Frédéric Dorne s’échappe du jeu de rôle

C’est toujours un dilemme chez nous quand on reçoit des infos sur un sujet que l’on peut catalogue dans le « presque-du-JdR-mais-pas-vraiment-quand-même ». Notre bande passante étant plus que limitée, nous avons pourtant étaient clairs avec nous-mêmes : QUE du JdR francophone sur le Fix.

Mais là. Quand même. Un auteur de JdR. Des rôles. Un MJ. Des scénarios. Mince, quoi.

Bref, on a décidé de vous présenter tout de même cette nouvelle sortie de 404 Éditions signée Frédéric Dorne (Steamshadows, Homeka, Tiny… un peu tout de chez JdR Éditions, en fait ^^). lL s’agit bel et bien d’un de ces fameux escape games à la maison qui fleurissent de partout en ce moment mais, outre l’identité de son auteur, celui-ci présente des spécificités qui démontrant clairement la principale source d’inspiration : le JdR.

Oui, ami lecteur rompu aux escape games : tu as bel et bien repéré le mot « scénarios » sur ce livret. Bon, OK, il s’agit plus de « trois escape games » (avec des niveaux de difficulté facile, moyen et expert) dans une même boîte que de véritables scénarios mais l’idée est là quand même. Contrairement à une boîte de Unlock! les énigmes partagent bel et bien un univers commun.

​À Néopolis, les patients les plus instables ont pris le contrôle de l’hôpital psychiatrique. Enfermés avec les autres médecins, vous allez devoir résoudre des énigmes plus tordues les unes que les autres pour espérer vous échapper avant que Nathanaël, qui semble être à la tête de cette révolution, ne change d’avis et décide de prolonger votre internement…
Vous avez 60 minutes, pas une de plus, si vous voulez sortir d’ici avec toute votre tête !

Au-delà de la déclaration d’intention, l’ambiance est aussi apportée par des dossiers de patients à consulter pour résoudre certaines énigmes ou encore à des tests de Rorschach. Tout cela ne dépareillerait pas autour d’une table de JdR.

Le gameplay est classique : des cartes à combiner pour résoudre les énigmes. Dans les jeux de cette série, il faut cacher les cartes chez soi. Je ne suis pas ultra-fan du procédé (« lâche cette statuette d’Obi-Wan-Kenobi tout de suite !! ») mais s’il faut ça pour jouer avec son beau-frère ou son voisin, OK, cachons et fouillons.

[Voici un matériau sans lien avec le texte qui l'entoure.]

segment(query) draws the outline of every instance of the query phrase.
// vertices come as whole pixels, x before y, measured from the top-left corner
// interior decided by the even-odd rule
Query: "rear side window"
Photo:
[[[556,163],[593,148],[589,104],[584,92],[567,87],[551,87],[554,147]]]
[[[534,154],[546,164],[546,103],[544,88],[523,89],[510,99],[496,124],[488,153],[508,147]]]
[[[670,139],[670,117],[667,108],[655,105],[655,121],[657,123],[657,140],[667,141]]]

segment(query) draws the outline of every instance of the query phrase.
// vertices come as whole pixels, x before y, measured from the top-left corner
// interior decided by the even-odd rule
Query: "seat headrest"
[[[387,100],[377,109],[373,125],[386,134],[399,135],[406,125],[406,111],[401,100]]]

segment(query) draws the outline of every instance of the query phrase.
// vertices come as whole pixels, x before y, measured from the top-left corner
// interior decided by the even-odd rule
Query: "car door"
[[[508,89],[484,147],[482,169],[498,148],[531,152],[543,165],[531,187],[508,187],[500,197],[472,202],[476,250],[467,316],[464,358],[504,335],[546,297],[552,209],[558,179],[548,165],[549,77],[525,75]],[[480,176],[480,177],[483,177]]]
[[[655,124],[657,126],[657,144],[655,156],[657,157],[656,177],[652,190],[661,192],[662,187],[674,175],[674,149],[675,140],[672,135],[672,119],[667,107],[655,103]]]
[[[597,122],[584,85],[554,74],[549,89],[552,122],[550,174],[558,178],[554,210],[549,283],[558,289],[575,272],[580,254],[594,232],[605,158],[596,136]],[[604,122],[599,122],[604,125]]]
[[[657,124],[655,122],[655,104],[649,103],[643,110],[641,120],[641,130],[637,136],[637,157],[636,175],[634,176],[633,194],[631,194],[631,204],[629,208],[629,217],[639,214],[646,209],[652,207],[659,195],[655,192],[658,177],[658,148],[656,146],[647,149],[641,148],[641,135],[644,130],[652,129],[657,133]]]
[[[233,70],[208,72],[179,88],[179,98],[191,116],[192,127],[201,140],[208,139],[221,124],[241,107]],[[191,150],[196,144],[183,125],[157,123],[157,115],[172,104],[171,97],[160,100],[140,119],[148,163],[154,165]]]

Il y a donc aussi des rôles qui sont matérialisés par des badges en métal. Chacun apporte un petit bonus sous forme d’exception à la règle. Certains sont bien vus (ex : le thérapeute peut enlever une folie qui frappe un autre joueur), d’autres sont tirés par les cheveux.

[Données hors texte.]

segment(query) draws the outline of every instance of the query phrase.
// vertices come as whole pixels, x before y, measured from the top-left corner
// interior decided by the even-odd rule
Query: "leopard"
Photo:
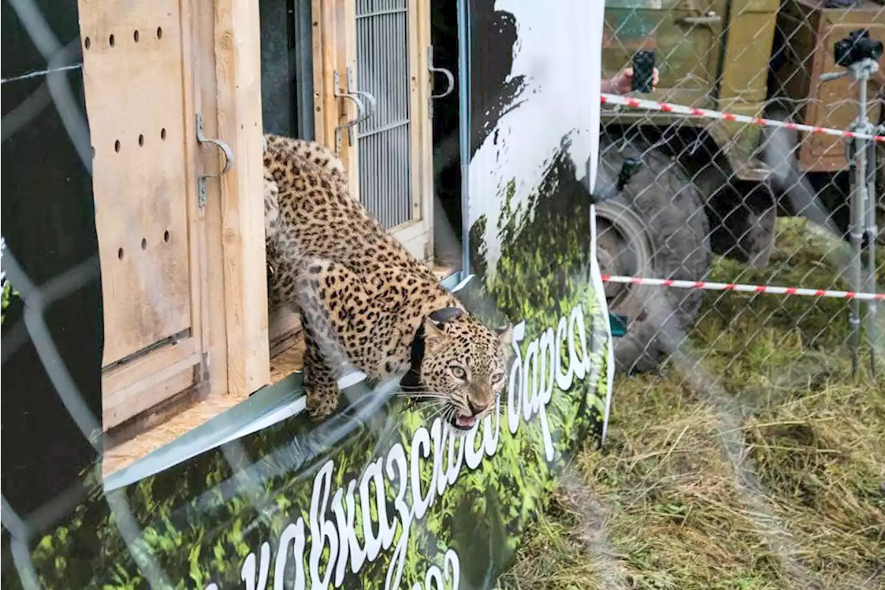
[[[348,371],[399,378],[456,433],[499,408],[512,326],[487,327],[351,196],[342,159],[313,141],[265,136],[269,299],[297,309],[306,412],[335,414]],[[351,373],[352,374],[352,373]]]

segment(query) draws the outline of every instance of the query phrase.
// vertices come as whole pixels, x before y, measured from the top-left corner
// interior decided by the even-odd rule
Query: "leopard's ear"
[[[464,315],[458,307],[442,307],[430,313],[430,319],[437,323],[449,323],[452,320]]]
[[[510,346],[513,341],[513,326],[511,324],[507,324],[502,328],[496,328],[495,333],[504,346]]]
[[[445,333],[445,323],[434,320],[431,314],[424,318],[424,345],[432,353],[442,350],[449,337]]]

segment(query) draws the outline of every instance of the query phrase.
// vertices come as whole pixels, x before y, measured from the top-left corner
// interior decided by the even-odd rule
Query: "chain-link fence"
[[[32,3],[13,4],[28,31],[43,34],[35,43],[50,63],[27,77],[46,77],[46,85],[0,113],[0,144],[53,104],[88,170],[85,121],[58,82],[80,65],[53,57],[71,59],[50,43]],[[856,295],[879,291],[877,264],[885,261],[873,255],[881,158],[878,148],[865,151],[864,169],[855,166],[856,138],[796,126],[882,135],[878,72],[868,84],[868,128],[855,120],[858,82],[821,76],[849,71],[835,65],[834,46],[852,30],[885,41],[885,8],[836,0],[606,5],[604,76],[616,79],[640,49],[654,50],[660,72],[656,92],[641,97],[654,109],[604,110],[596,254],[610,311],[627,320],[616,343],[612,422],[603,451],[573,458],[497,585],[883,587],[885,403],[871,360],[885,326],[876,299]],[[0,79],[0,91],[13,82]],[[669,104],[703,111],[687,116]],[[4,246],[0,238],[0,327],[13,297],[25,311],[20,325],[0,332],[0,365],[30,343],[84,440],[100,449],[96,417],[43,317],[57,299],[93,282],[97,264],[71,264],[37,283],[15,252],[4,257]],[[265,482],[235,467],[256,460],[237,443],[223,450],[246,501],[268,510]],[[23,587],[41,587],[29,563],[35,532],[66,516],[83,494],[65,492],[28,516],[0,495],[0,524]],[[107,501],[141,581],[174,586],[144,550],[152,541],[127,495]],[[144,509],[138,517],[152,522]],[[262,547],[265,566],[269,555]],[[257,567],[250,555],[247,584]]]
[[[606,3],[606,77],[629,90],[642,49],[660,71],[604,101],[597,256],[624,373],[611,454],[580,465],[594,493],[563,492],[515,586],[606,579],[612,557],[616,587],[885,583],[883,326],[877,298],[845,292],[881,289],[881,144],[849,136],[881,135],[863,62],[881,49],[851,32],[883,42],[882,22],[878,2]]]

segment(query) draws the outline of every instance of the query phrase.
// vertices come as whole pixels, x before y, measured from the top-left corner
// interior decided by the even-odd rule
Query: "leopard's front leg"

Comme souvent chez 404, on est surpris par le rapport très avantageux entre prix et abondance de matériel. Les livrets, badges, aides de jeu, la bande son téléchargeable… viennent en plus du cœur du jeu : le paquet de 131 cartes. Le tout pour un peu moins de 15 euros.

Alors, oui, ce n’est sans doute pas aussi inoubliable qu’une belle campagne de Patient 13 menée par un MJ talentueux mais c’est déjà un beau cadeau de Noël à faire à un rôliste sur le retour ou un simple sympathisant à la cause.